Fun Facts You Didn't Know

Updated: Nov 30, 2020

Did you know ...

  1. Teeth are bones and can be seen under the gums of a fetus during the ultrasound even though they will not break the skin's surface until six months after birth.

  2. Hair grows due to science and science can decipher the mystery of heartburn during pregnancy. Science states that two factors have to be present for hair to grow on the scalp of a fetus. Those two factors are: blood flow to the hair follicles and estrogen. The one thing that most Caucasian women can not tolerate is an extra production of estrogen. It gives them heartburn. So, "the more the hair the more the heartburn" is actually science based.

  3. You can actually see long hair, on a fetus, floating in the amitotic fluid during an ultrasound. You can also see long eyelashes.

  4. Men are always the determining factor with gender. This is because women have "non-sexual" eggs but men have two different types of sperm, male and female. It is the sperm that reaches the egg first and penetrates it that fertilizes it which determines the gender of the baby.

  5. There was a case study that determined that Caffeine seems to help decide gender. The study looked at fathers (only) over a 20 year period, the amount of ALL caffeine that they consumed and the genders of the children that they fathered.
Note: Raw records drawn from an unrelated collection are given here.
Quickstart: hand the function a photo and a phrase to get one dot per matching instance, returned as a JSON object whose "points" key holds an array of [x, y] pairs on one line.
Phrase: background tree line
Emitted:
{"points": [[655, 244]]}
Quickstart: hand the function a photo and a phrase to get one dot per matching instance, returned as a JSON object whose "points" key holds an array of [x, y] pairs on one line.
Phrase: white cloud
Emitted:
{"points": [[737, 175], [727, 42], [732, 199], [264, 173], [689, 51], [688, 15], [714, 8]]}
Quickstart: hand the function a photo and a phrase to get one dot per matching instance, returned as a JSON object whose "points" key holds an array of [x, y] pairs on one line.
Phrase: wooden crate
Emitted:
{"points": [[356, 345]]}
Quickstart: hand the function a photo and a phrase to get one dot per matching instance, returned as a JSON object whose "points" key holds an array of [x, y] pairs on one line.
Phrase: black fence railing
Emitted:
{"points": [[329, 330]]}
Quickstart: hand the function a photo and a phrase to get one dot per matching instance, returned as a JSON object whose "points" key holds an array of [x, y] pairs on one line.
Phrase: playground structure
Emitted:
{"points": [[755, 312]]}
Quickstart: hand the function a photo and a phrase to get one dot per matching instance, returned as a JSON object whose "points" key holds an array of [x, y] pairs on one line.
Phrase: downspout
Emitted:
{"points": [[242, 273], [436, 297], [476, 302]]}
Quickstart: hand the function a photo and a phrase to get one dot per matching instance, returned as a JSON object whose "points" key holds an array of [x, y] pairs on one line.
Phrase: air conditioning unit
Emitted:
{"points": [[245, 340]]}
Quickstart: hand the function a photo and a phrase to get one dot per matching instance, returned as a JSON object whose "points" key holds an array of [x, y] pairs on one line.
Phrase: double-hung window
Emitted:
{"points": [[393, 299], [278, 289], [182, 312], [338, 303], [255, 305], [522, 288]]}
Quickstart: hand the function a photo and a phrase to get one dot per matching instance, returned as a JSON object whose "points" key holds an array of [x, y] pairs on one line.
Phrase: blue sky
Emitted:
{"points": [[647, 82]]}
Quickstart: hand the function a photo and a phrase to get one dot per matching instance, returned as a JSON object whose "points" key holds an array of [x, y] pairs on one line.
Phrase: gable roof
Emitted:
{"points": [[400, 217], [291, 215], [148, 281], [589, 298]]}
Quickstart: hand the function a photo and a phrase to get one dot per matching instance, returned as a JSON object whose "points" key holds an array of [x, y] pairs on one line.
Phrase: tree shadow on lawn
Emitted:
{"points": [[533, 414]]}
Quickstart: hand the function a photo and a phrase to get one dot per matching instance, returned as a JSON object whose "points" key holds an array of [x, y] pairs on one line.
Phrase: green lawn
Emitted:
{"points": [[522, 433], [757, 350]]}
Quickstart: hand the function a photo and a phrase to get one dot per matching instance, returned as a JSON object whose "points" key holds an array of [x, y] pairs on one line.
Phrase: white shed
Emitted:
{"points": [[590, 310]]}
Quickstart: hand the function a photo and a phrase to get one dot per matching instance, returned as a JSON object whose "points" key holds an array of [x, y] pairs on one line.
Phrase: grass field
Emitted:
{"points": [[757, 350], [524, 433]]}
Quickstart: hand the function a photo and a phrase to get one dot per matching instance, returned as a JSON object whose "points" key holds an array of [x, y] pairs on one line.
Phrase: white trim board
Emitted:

In the participants studied, it was determined that caffeine played a part in a higher female output. The study realized that since male sperm swim fast, and male sperm on caffeine swim twice as fast, then male sperm did reach the egg much faster than female sperm but were too exhausted to penetrate the egg. They then slept next to the egg and died in their sleep. The study seemed to prove true in that in 85% of the time the participates could increase their percentage of male offspring by eliminating caffeine during conception. However, there are still many variables that can offset that percentage.

  6. Babies usually start practice breathing at 24 weeks gestation and can be seen doing it during an ultrasound.